El explorador que profanaba tumbas en nombre de la ciencia

El español Domingo Sánchez detalló en un manuscrito los robos de cadáveres con los que llegó a acumular una colección de más de 500 cráneos en el siglo XIX

Domingo Sánchez vio el mar por primera vez con 25 años. “El espectáculo del mar”, según recordaría boquiabierto después. Era un hijo de “honrados labradores” que había trabajado de cabrero en su pueblo, Fuenteguinaldo (Salamanca), y había estudiado gracias al empeño de su madre, una mujer del campo que tenía “verdadero vicio por leer” y recitaba de memoria capítulos enteros de El Quijote. El 22 de julio de 1885, Sánchez abrazó a sus padres, montó un caballo y se fue al trote. Diez días después, zarpó de Barcelona en un vapor rumbo a Filipinas, la remota colonia española bautizada en honor al rey Felipe II. El salmantino comenzaba una nueva vida como colector de animales exóticos para el Ministerio de Ultramar. “Me halagaba la idea de ser naturalista explorador, en cuya profesión podría ver más de una vez en la realidad episodios de las novelas de Julio Verne y Mayne Reid que tanto me entusiasmaban”, escribió.

Sánchez abandonó Filipinas más de una década después, tras haber enviado a España un auténtico zoológico de animales muertos y numerosos restos humanos, algunos de los cuales se exhiben hoy en el Museo Nacional de Antropología, en Madrid. Sus memorias, rescatadas por una asociación de su pueblo, no esconden el turbio origen de esas piezas. Todo lo contrario.

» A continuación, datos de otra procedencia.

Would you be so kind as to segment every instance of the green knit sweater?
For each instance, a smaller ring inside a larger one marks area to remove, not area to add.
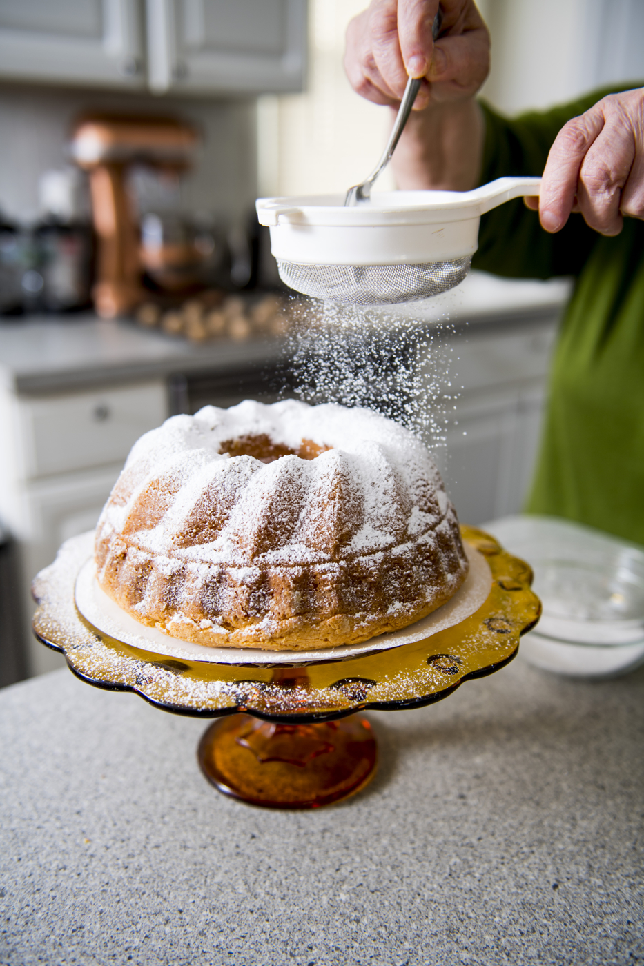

Sánchez se presentaba a sí mismo como un naturalista explorador que recorría las islas “por orden del Rey recogiendo plantas y animales para fabricar medicamentos con que curar las enfermedades”, pero su verdadera obsesión, en plena fiebre decimonónica por la antropología, eran los restos humanos.

El aventurero narra una expedición en 1890 para robar cadáveres de los tagbanúas, habitantes de la isla de de Palawan. “No me hacían mucho miedo aquellos hombrecillos medio malayos, medio negritos, que me miraban con sumo respeto y para quienes mi escopeta era un arma terrible”, escribe. “No se me ocultaba que lo que yo intentaba hacer constituía para aquellas pobres gentes el mayor de los delitos. La profanación de sus sepulcros, la profanación de los muertos, era la ofensa más grande que se les podía hacer y por tanto estaría justificado cualquier atentado, cualquier represalia. Pero de mí se había ausentado el hombre benévolo y compasivo. Había quedado solo el naturalista y para esto aquellos ejemplares merecían algún sacrificio. Pasé, pues, la noche de aquel día proyectando y planeando el robo, porque robo era en realidad”, reconoce en sus memorias.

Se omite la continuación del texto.